1) If relation file has changed due to truncate or vacuum.
> During incremental backup the new files will be copied.
> There are chances that both the old file and new file
> will be present. I'm not sure if cleaning up of the
> old file is handled.
>

When an incremental backup is taken it either copies the file in its
entirety if
a file is changed more than 90%, or writes .partial with changed blocks
bitmap
and actual data. For the files that are unchanged, it writes 0 bytes and
still
creates a .partial file for unchanged files too. This means there is a
.partitial
file for all the files that are to be looked up in full backup.
While composing a synthetic backup from incremental backup the
pg_combinebackup
tool will only look for those relation files in full(parent) backup which
are
having .partial files in the incremental backup. So, if vacuum/truncate
happened
between full and incremental backup, then the incremental backup image will
not
have a 0-length .partial file for that relation, and so the synthetic backup
that is restored using pg_combinebackup will not have that file as well.

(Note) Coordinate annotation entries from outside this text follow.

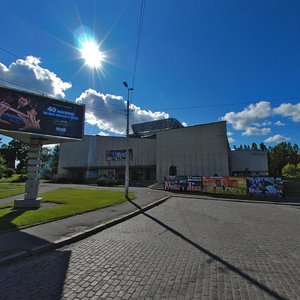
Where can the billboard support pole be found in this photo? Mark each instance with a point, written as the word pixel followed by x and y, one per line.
pixel 31 199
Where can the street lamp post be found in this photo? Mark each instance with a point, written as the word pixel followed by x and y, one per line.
pixel 127 141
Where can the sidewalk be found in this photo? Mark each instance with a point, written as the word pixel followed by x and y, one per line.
pixel 18 244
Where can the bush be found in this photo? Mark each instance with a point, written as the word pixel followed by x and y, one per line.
pixel 9 172
pixel 107 182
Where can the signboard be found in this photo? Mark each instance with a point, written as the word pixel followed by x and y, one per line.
pixel 22 112
pixel 225 185
pixel 183 183
pixel 265 186
pixel 114 155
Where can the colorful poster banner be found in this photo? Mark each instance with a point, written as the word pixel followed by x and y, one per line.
pixel 265 186
pixel 183 183
pixel 225 185
pixel 114 155
pixel 29 113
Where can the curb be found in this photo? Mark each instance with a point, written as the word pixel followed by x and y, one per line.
pixel 78 236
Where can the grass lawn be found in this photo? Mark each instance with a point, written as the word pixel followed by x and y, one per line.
pixel 71 202
pixel 7 190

> 2) Just a small thought on building the bitmap,
> can the bitmap be built and maintained as
> and when the changes are happening in the system.
> If we are building the bitmap while doing the incremental backup,
> Scanning through each file might take more time.
> This can be a configurable parameter, the system can run
> without capturing this information by default, but if there are some
> of them who will be taking incremental backup frequently this
> configuration can be enabled which should track the modified blocks.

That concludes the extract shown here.